Per varie ragioni, su cui evidentemente ognuno ha le sue interpretazioni, purtroppo la riforma elettorale non appare affatto imminente, almeno fino a settembre. Al di là delle recriminazioni degli ultimi giorni, in realtà dopo le amministrative si è obiettivamente perso il bandolo della matassa. Il dibattito precedente, che del resto riprendeva quello di fine 2007, aveva individuato due problemi:



A) le lunghe liste bloccate non consentono la conoscenza tra eletti ed elettori, ma le preferenze sarebbero un’anomalia nel panorama delle grandi democrazie;

B) la rottura delle alleanze disomogenee, incapaci di reale governabilità mette in discussione il grande premio di coalizione (54% dei seggi alla Camera) che rischia di essere assegnato a un partito o a una coalizione con meno del 30% dei voti.



A questi due problemi erano state date due soluzioni:

A) l’esigenza di riportare i candidati sulla scheda elettorale secondo gli standard delle grandi democrazie e, nello specifico, di quella tedesca, metà in collegi uninominali maggioritari e metà su liste corte;

B) una logica spagnola, nel senso di determinare una significativa correzione della proporzionale a favore delle liste più votate assegnando i seggi a livello di circoscrizione e non cumulando quindi i resti sul piano nazionale.

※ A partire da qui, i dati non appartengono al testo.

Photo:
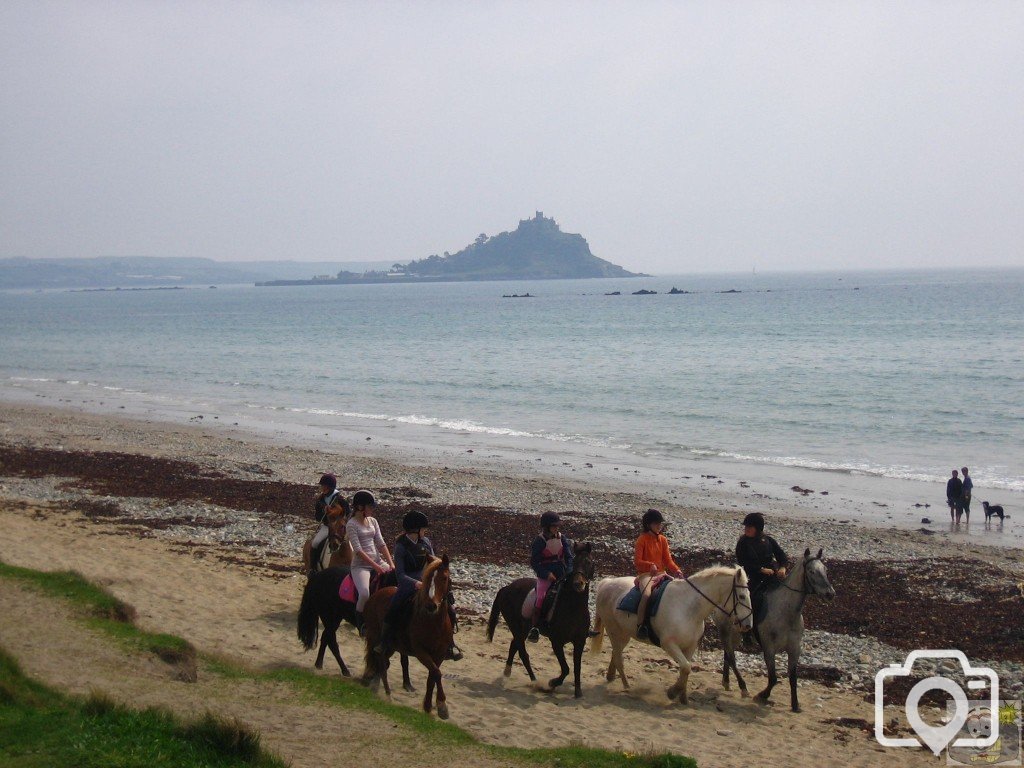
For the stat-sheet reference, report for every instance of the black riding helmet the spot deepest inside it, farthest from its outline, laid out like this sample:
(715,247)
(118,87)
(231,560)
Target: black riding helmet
(650,517)
(414,521)
(756,519)
(364,499)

Si trattava del cosiddetto sistema elettorale ispano-tedesco, che si era concretizzato in due disegni di legge quasi identici: Atti Senato 696 Saro (Pdl) e 3122 Ceccanti (Pd).



Può certo darsi che soprattutto sul punto b) siano necessari aggiustamenti, dovuti alla maggiore frammentarietà del sistema dei partiti che è emersa dal voto amministrativo, a cominciare da un possibile premio esplicito alla forza più votata.

Tuttavia se per ben due volte (a fine 2007 e nella primavera scorsa) si era individuata quella come unica piattaforma possibile, mi sembra difficile che si possa andare effettivamente in porto se non si usa quello come testo-base. E, d’altronde, non si vede perché qualcuno dovrebbe a priori opporsi a questa proposta, quando tutti l’avevano riconosciuta come propria. Ritrovare il bandolo significa ripartire necessariamente da lì.